Non sto dicendo che ascoltare il parere di altri, specialmente se competenti, è sbagliato, ma bisognerebbe ricordarsi che non esiste una soluzione buona per tutti, che quello che va bene per noi, potrebbe non andare bene per qualcun altro, e viceversa.

E’ importante raccogliere informazioni e approfondire gli argomenti, scegliendo accuratamente le fonti da cui attingere, tuttavia è indispensabile poi elaborare una propria idea, personalizzata, e adeguata alle nostre – e solo nostre – esigenze.

 

D’altro canto, ci sono persone che, all’opposto, sentono come una missione dispensare consigli agli altri, anche se non richiesti. Ovviamente a fin di bene, per evitare loro delle preoccupazioni. Sono i “Genitori” di Eric Berne o, come li chiamo io, gli “Ammaestratori”. Sanno sempre qual è la cosa giusta da fare e persino da pensare, forniscono opinioni e istruzioni minuziose su qualsiasi argomento, rigorosamente al di fuori dalle loro competenze specifiche, somministrano ammaestramenti e lezioni di vita, e, naturalmente, si ritengono troppo superiori per riceverne, anche sporadicamente, a loro volta.

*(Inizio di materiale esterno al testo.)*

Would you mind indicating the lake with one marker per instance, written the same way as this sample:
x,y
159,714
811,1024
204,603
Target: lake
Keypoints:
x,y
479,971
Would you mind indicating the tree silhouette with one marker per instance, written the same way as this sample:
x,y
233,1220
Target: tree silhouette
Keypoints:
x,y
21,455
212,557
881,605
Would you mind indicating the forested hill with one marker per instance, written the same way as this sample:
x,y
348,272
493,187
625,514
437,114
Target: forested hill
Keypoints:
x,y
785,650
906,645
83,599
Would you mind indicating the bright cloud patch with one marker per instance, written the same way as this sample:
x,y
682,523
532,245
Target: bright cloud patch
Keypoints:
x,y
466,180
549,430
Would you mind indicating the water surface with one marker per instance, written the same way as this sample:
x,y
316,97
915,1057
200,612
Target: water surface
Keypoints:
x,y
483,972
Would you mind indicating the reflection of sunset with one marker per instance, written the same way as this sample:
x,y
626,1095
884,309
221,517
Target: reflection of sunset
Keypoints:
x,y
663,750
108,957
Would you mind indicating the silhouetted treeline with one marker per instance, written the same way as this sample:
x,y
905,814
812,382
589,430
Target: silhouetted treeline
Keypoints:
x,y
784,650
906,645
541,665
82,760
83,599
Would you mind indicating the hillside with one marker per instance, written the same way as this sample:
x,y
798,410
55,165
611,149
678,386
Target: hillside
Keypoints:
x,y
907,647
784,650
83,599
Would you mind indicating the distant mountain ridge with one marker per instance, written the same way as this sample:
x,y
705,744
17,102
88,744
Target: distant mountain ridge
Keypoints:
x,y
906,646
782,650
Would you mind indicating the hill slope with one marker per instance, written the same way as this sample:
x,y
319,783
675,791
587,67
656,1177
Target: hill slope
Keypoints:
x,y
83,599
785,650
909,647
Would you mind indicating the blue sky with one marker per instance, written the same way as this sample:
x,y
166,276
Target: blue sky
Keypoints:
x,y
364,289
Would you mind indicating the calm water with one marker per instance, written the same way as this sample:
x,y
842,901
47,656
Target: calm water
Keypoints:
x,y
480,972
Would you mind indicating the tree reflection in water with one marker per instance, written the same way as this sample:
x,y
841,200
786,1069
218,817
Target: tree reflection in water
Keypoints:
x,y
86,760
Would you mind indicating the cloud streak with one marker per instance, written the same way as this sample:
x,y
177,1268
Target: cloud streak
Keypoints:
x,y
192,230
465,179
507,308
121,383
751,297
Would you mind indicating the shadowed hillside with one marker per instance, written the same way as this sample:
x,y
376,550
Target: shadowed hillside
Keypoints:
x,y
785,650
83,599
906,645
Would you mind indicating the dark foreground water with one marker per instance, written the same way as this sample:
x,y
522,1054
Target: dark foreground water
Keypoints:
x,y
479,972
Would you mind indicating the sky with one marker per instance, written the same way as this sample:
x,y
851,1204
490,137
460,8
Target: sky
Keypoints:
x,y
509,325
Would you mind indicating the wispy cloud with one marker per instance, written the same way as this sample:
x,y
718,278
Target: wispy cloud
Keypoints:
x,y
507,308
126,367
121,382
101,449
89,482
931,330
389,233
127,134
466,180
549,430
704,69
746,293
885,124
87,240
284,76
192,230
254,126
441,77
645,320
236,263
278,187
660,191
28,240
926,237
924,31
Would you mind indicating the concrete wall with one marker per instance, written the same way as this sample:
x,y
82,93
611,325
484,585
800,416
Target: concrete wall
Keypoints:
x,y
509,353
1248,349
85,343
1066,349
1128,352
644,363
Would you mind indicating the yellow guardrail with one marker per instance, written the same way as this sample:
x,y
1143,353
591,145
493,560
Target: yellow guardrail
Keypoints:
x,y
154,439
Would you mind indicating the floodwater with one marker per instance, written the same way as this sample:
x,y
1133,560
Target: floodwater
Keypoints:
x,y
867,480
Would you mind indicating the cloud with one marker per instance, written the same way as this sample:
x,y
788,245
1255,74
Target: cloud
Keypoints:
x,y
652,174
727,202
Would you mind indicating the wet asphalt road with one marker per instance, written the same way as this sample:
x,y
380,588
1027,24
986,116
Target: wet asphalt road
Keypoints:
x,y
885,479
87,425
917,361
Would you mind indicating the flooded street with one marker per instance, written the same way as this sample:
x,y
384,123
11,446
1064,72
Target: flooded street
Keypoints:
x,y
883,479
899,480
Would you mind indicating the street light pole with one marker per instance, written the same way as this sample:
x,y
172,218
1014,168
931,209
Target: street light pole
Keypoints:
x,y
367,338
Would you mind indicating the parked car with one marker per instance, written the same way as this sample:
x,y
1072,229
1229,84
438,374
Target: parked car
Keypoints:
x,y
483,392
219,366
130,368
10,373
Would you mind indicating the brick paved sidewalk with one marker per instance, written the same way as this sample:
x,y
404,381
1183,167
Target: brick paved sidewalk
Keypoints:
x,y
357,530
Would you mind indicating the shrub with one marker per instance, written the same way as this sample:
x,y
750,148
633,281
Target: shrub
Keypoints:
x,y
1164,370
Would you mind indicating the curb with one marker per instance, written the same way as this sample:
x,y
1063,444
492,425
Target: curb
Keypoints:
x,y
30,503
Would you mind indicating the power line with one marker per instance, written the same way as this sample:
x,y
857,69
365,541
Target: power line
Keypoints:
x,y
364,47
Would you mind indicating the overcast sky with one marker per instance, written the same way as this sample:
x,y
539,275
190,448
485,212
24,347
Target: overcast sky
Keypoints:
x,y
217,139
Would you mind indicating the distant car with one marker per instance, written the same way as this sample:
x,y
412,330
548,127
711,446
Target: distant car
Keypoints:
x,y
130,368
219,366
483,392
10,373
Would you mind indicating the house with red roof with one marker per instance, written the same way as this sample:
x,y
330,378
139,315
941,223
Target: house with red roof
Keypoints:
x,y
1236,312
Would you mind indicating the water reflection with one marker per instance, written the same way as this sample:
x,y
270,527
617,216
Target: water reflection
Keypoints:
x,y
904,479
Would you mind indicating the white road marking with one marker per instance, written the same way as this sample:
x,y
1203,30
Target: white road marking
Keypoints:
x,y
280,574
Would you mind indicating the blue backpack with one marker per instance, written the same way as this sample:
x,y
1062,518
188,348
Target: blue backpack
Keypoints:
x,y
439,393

Gli “ammaestratori”, se simpatici, possono  essere individui brillanti, affabulatori, apprezzati spesso per la loro disponibilità. Possono però essere anche arroganti e dispotici, soprattutto in ambito familiare o nelle relazioni di coppia. Un ammaestratore insopportabile, benché divertente, è il personaggio di Furio nel film Bianco rosso e verdone. Esagerato? Siamo sicuri? Eppure io ricordo perfettamente un collega, peraltro mite e gentile, che un giorno spiegò con serietà e dovizia di particolari, come e perché la mattina bisognava lavarsi il viso 3 volte di seguito! Superfluo dire che moglie e figli erano i suoi allievi prediletti e forzati.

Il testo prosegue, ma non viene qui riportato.